Während die Zerstörung in Gaza von Tag zu Tag unerträglicher wird, befindet sich die Europäische Union in einer Lähmung. Die seit fast zwei Jahren anhaltenden Angriffe Israels auf die Zivilbevölkerung in Gaza haben zu Tod, Verstümmelungen und schlimmen Verletzungen von über 230.000 Palästinensern geführt. Die Bombardierung von Gaza-Stadt im Rahmen der offen erklärten Politik der israelischen Regierung, die Bevölkerung aus dem Stadtbereich zu vertreiben und eineinhalb Millionen Menschen innerhalb oder gar außerhalb Gazas mit Gewalt umzusiedeln, ist nichts anderes als die zutiefst völkerrechtswidrige Aktion einer ethnischen Säuberung. Seit dem Beginn der israelischen Bodenoffensive in Gaza-Stadt wurden über 500.000 Menschen vertrieben. Schlimmer noch, aufgrund des vollkommen unzureichenden, von Israel bewusst blockierten Zugangs zu Nahrungsmitteln und Wasser leiden viele Tausende an schwerer Unterernährung. Mehr als 300 Kinder sind bereits grausam verhungert.
Zerstörte Krankenhäuser, Schulen und Universitäten und eine ganze Generation von Palästinensern, die von Tod, Hunger, Traumata und Vertreibung geprägt ist – das ist das Erbe der unerbittlichen, andauernden israelischen Militäraktion, die die Welt schockiert. Der Internationale Gerichtshof (IGH) hat bereits festgestellt, dass ein plausibles Risiko eines Völkermords besteht. Die meisten Rechtsexperten sagen nun, dass wir längst Zeuge eines anhaltenden Genozids sind.

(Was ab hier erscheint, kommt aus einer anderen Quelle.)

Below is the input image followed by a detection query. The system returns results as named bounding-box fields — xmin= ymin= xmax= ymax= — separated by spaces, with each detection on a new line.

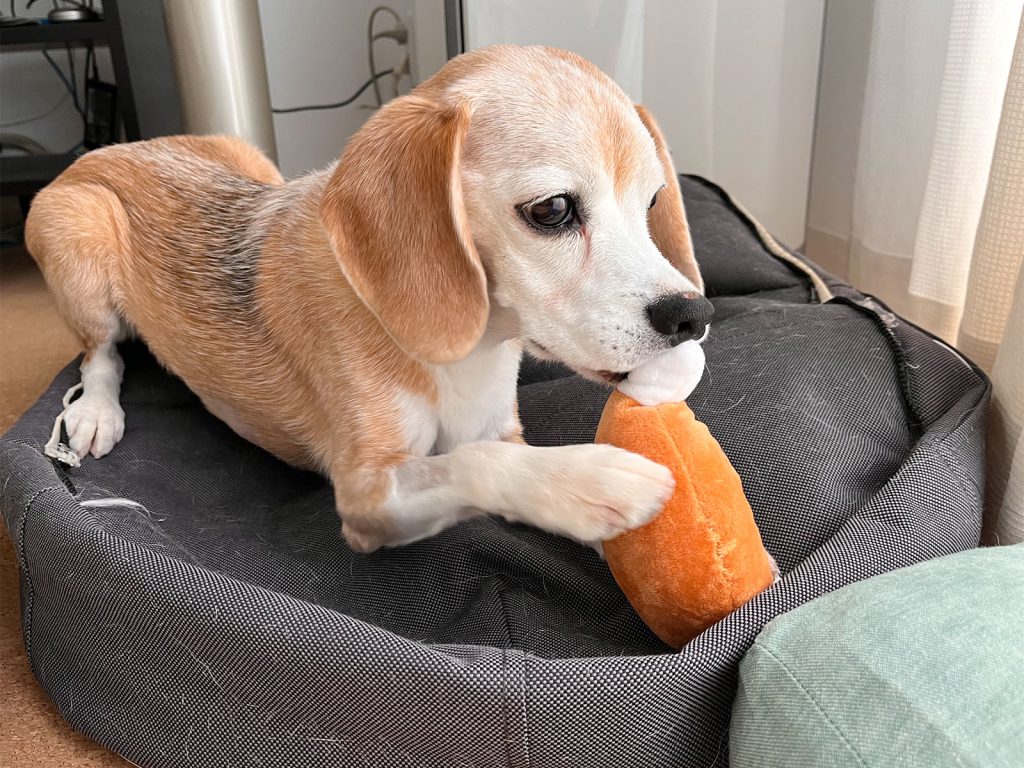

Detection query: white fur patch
xmin=397 ymin=339 xmax=523 ymax=458
xmin=64 ymin=341 xmax=125 ymax=459
xmin=395 ymin=390 xmax=438 ymax=458
xmin=431 ymin=340 xmax=522 ymax=452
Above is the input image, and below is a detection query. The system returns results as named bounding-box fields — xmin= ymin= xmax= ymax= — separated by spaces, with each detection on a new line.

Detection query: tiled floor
xmin=0 ymin=245 xmax=128 ymax=766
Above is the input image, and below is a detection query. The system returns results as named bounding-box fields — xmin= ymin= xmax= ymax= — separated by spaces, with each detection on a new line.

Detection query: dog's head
xmin=321 ymin=45 xmax=711 ymax=381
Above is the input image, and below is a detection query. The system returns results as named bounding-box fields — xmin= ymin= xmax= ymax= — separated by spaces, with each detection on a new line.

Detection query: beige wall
xmin=644 ymin=0 xmax=826 ymax=247
xmin=804 ymin=0 xmax=876 ymax=277
xmin=0 ymin=1 xmax=447 ymax=180
xmin=464 ymin=0 xmax=827 ymax=247
xmin=258 ymin=0 xmax=447 ymax=178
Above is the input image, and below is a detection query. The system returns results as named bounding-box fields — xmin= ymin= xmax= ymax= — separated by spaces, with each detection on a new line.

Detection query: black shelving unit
xmin=0 ymin=19 xmax=110 ymax=47
xmin=1 ymin=153 xmax=78 ymax=197
xmin=0 ymin=0 xmax=139 ymax=197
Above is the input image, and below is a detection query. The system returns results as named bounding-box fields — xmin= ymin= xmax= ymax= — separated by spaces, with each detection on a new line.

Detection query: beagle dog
xmin=26 ymin=45 xmax=713 ymax=552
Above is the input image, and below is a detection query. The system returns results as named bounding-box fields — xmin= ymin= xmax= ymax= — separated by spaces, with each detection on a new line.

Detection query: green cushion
xmin=731 ymin=545 xmax=1024 ymax=768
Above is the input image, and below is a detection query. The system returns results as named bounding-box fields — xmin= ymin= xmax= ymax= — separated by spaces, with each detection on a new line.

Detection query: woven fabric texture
xmin=731 ymin=544 xmax=1024 ymax=768
xmin=0 ymin=176 xmax=989 ymax=767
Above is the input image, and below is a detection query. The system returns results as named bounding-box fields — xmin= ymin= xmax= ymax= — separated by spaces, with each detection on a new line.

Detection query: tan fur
xmin=634 ymin=105 xmax=703 ymax=291
xmin=26 ymin=181 xmax=130 ymax=347
xmin=29 ymin=136 xmax=410 ymax=470
xmin=320 ymin=96 xmax=487 ymax=365
xmin=167 ymin=134 xmax=286 ymax=186
xmin=26 ymin=47 xmax=705 ymax=552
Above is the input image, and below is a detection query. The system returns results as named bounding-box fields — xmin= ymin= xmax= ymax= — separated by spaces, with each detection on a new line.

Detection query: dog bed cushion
xmin=730 ymin=544 xmax=1024 ymax=768
xmin=0 ymin=176 xmax=988 ymax=767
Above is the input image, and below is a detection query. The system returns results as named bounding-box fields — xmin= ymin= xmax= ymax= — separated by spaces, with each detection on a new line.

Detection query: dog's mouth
xmin=592 ymin=369 xmax=627 ymax=385
xmin=528 ymin=339 xmax=628 ymax=386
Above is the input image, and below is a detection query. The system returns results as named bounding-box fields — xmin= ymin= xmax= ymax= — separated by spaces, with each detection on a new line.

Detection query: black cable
xmin=272 ymin=69 xmax=394 ymax=114
xmin=65 ymin=42 xmax=80 ymax=111
xmin=368 ymin=6 xmax=401 ymax=107
xmin=84 ymin=43 xmax=94 ymax=122
xmin=41 ymin=48 xmax=85 ymax=118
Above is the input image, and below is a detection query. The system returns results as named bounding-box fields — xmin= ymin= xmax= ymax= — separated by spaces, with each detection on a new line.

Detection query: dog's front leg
xmin=334 ymin=442 xmax=675 ymax=553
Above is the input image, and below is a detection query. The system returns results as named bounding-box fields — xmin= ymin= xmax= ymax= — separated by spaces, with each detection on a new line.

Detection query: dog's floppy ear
xmin=634 ymin=104 xmax=704 ymax=293
xmin=320 ymin=96 xmax=487 ymax=364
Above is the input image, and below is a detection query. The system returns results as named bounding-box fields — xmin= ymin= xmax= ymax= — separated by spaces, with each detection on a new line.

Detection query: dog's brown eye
xmin=649 ymin=192 xmax=659 ymax=210
xmin=523 ymin=195 xmax=575 ymax=230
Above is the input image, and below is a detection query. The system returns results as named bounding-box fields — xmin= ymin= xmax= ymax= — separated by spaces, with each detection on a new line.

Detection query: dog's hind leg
xmin=26 ymin=182 xmax=130 ymax=459
xmin=61 ymin=331 xmax=127 ymax=459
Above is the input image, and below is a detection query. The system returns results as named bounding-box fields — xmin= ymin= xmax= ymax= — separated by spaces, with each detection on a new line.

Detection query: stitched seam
xmin=16 ymin=486 xmax=62 ymax=661
xmin=495 ymin=585 xmax=514 ymax=647
xmin=829 ymin=295 xmax=925 ymax=441
xmin=496 ymin=588 xmax=516 ymax=767
xmin=521 ymin=652 xmax=530 ymax=768
xmin=501 ymin=646 xmax=512 ymax=768
xmin=752 ymin=641 xmax=870 ymax=767
xmin=3 ymin=436 xmax=79 ymax=495
xmin=933 ymin=440 xmax=983 ymax=532
xmin=11 ymin=476 xmax=525 ymax=763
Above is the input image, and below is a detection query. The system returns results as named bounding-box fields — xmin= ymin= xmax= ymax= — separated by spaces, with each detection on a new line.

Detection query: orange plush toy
xmin=596 ymin=341 xmax=777 ymax=649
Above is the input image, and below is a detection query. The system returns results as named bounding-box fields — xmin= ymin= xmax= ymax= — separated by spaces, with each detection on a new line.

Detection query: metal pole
xmin=162 ymin=0 xmax=277 ymax=161
xmin=444 ymin=0 xmax=463 ymax=59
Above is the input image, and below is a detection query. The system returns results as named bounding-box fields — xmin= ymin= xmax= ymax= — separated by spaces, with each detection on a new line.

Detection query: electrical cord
xmin=269 ymin=6 xmax=408 ymax=116
xmin=64 ymin=42 xmax=79 ymax=111
xmin=39 ymin=44 xmax=89 ymax=151
xmin=4 ymin=1 xmax=94 ymax=150
xmin=368 ymin=5 xmax=403 ymax=107
xmin=83 ymin=42 xmax=96 ymax=124
xmin=40 ymin=48 xmax=85 ymax=119
xmin=272 ymin=69 xmax=394 ymax=114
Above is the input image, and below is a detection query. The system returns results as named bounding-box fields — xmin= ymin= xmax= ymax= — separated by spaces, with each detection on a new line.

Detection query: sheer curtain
xmin=842 ymin=1 xmax=1024 ymax=544
xmin=464 ymin=0 xmax=827 ymax=246
xmin=963 ymin=18 xmax=1024 ymax=545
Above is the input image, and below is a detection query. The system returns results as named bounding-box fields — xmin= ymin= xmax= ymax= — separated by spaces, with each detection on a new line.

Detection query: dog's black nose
xmin=646 ymin=293 xmax=714 ymax=346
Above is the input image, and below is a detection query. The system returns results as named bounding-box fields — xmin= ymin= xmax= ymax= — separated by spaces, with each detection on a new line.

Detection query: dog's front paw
xmin=64 ymin=395 xmax=125 ymax=459
xmin=521 ymin=444 xmax=674 ymax=543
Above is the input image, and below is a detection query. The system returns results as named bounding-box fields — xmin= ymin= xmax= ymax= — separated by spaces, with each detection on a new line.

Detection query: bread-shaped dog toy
xmin=596 ymin=341 xmax=777 ymax=649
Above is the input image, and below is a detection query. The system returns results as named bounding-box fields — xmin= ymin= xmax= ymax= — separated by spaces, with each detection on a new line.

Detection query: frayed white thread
xmin=43 ymin=382 xmax=84 ymax=468
xmin=767 ymin=551 xmax=782 ymax=585
xmin=80 ymin=497 xmax=146 ymax=510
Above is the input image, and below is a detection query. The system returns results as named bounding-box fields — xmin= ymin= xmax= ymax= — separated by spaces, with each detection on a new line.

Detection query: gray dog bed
xmin=1 ymin=176 xmax=988 ymax=767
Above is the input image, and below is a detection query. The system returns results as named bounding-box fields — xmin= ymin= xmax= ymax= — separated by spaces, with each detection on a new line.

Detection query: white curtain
xmin=849 ymin=0 xmax=1022 ymax=340
xmin=841 ymin=1 xmax=1024 ymax=544
xmin=462 ymin=0 xmax=648 ymax=100
xmin=464 ymin=0 xmax=827 ymax=247
xmin=967 ymin=18 xmax=1024 ymax=545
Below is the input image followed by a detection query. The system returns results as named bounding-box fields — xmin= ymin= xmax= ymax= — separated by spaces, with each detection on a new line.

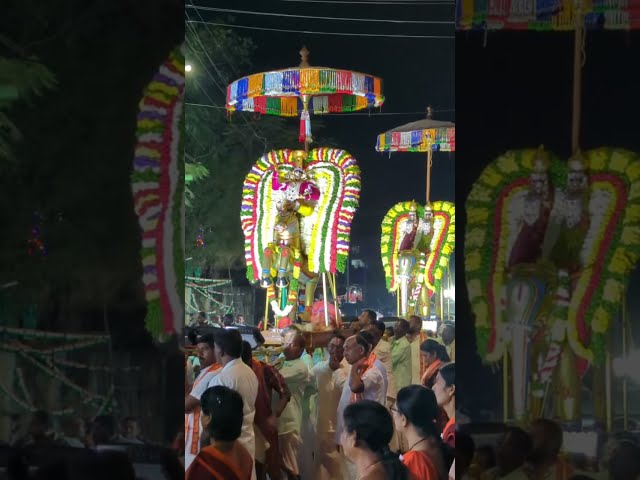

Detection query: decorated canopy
xmin=375 ymin=110 xmax=455 ymax=204
xmin=226 ymin=47 xmax=384 ymax=145
xmin=457 ymin=0 xmax=640 ymax=31
xmin=376 ymin=117 xmax=455 ymax=153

Und dennoch gibt es in Brüssel keine nennenswerten Schritte in Richtung der Sanktionen und Embargos, die die Situation so eindeutig erfordert. Warum? Weil der Kampf um Gaza nicht nur ein Versagen europäischer Handlungsfähigkeit darstellt, sondern hinter den Kulissen sich auch ein Machtkampf zwischen wichtigen Mitgliedstaaten und der Europäischen Kommission abspielt – und, über allem schwebend, das Gespenst von Donald Trump.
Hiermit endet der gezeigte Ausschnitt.